Indeed, health professionals are currently urging city-dwellers to stay indoors as much as possible and, where necessary, use face masks capable of filtering microscopic pollutants.
But Wang was quick to dismiss such views as Luddite scare-mongering.
“I was visiting a far West part of China recently. The birds were singing on the trees, yaks were grazing in fields as far as the eye could see; there wasn’t a factory or car in sight.

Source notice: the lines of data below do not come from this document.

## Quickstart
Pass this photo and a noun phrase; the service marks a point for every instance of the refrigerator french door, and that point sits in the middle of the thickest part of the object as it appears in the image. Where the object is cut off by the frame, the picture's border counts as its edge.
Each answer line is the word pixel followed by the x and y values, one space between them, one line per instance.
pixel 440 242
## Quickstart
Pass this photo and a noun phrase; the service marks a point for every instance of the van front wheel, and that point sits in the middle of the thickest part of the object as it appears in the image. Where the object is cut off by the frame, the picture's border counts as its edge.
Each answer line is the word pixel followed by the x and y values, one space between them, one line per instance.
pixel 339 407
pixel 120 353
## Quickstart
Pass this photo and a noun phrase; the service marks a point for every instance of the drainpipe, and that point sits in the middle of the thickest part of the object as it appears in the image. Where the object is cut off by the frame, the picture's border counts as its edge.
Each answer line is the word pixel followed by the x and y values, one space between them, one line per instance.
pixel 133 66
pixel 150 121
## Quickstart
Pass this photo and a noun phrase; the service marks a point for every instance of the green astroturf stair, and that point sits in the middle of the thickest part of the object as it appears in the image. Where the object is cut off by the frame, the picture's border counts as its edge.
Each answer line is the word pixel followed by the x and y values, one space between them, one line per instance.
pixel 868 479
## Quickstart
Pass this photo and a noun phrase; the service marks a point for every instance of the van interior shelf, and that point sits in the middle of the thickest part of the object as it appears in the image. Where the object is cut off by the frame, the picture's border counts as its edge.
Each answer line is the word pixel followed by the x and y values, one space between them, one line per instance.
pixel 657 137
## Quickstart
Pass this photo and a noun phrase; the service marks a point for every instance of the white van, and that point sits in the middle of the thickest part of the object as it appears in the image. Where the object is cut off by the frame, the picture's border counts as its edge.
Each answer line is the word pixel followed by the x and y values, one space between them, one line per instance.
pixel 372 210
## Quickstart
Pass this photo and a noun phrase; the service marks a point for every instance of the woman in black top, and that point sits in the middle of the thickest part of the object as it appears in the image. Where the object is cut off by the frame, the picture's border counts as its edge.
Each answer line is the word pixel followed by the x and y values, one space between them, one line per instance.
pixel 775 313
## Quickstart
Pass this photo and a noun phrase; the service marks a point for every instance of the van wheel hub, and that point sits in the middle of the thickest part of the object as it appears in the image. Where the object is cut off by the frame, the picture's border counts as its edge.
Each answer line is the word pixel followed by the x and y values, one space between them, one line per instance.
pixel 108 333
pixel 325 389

It was depressing,” Wang Yulin began.
“In places like Tibet and Xinjiang, the regions and people there are very backward,” Wang admitted. “When I got back to Beijing, I stepped out of the airport and tears immediately sprang to my eyes.”
Wang’s speech inaugurated a new air-quality index (AQI) monitor, unveiled to replace the malfunctioning AQI reader used by the US Embassy in Beijing.
“The embassy’s faulty data has caused the American staff some embarrassment, due to foreign media reports,” said Professor Han Baisheng, head of environmental studies at the Central Party School. “So the experts have introduced this new method of saving face for our foreign friends.”
Beijing’s air was previously measured by a controversial standard that quantified it as “80% nitrogen, 5% oxygen, 15% GDP growth.” The new AQI will factor in such modern variables as visiting dignitaries, public holidays and national triumphalism.
“This will bring it in line with twenty-first century standards,” observed Professor Han.
Wang – at times barely visible behind a thick veil of steam – struck a strident note as he defended China’s heavy environmental degradation.
“We cannot be judged by their so-called ‘normal’ standards,” the Minister argued. “China has 5,000 glorious years of continuous polluting, the US hasn’t even 300.”
His logic was backed up by domestic scientists.
“The notion that ‘the air is blue’ is itself a form of ‘blue-sky thinking,’” Professor Han agreed. “It’s a Western ideal and there is, therefore, no actual evidence to suggest it’s true – or, if it is true, that it is also ‘right.’”
Response to Wang’s speech among some audience members was enthusiastic. “I’ve never been so proud of my asthma,” said Renmin University undergraduate Li Guangchen. “Every breath is a wheeze in the right direction.”
Meteorologists, meanwhile, have forecast a continuous concentration of hazardous particulate matter settling over the capital over the next few weeks.
“Here in Beijing, you can literally taste the progress,” Wang concluded, unzipping his eco-chamber, stepping onto the podium and inviting guests to “breathe in China’s continuous success.”
The country’s rapid development clearly proved too heady for the minister, however: Wang fell to his knees in what was later described as “an over-sincere bow.”
“The minister became choked with emotion,” an aide explained.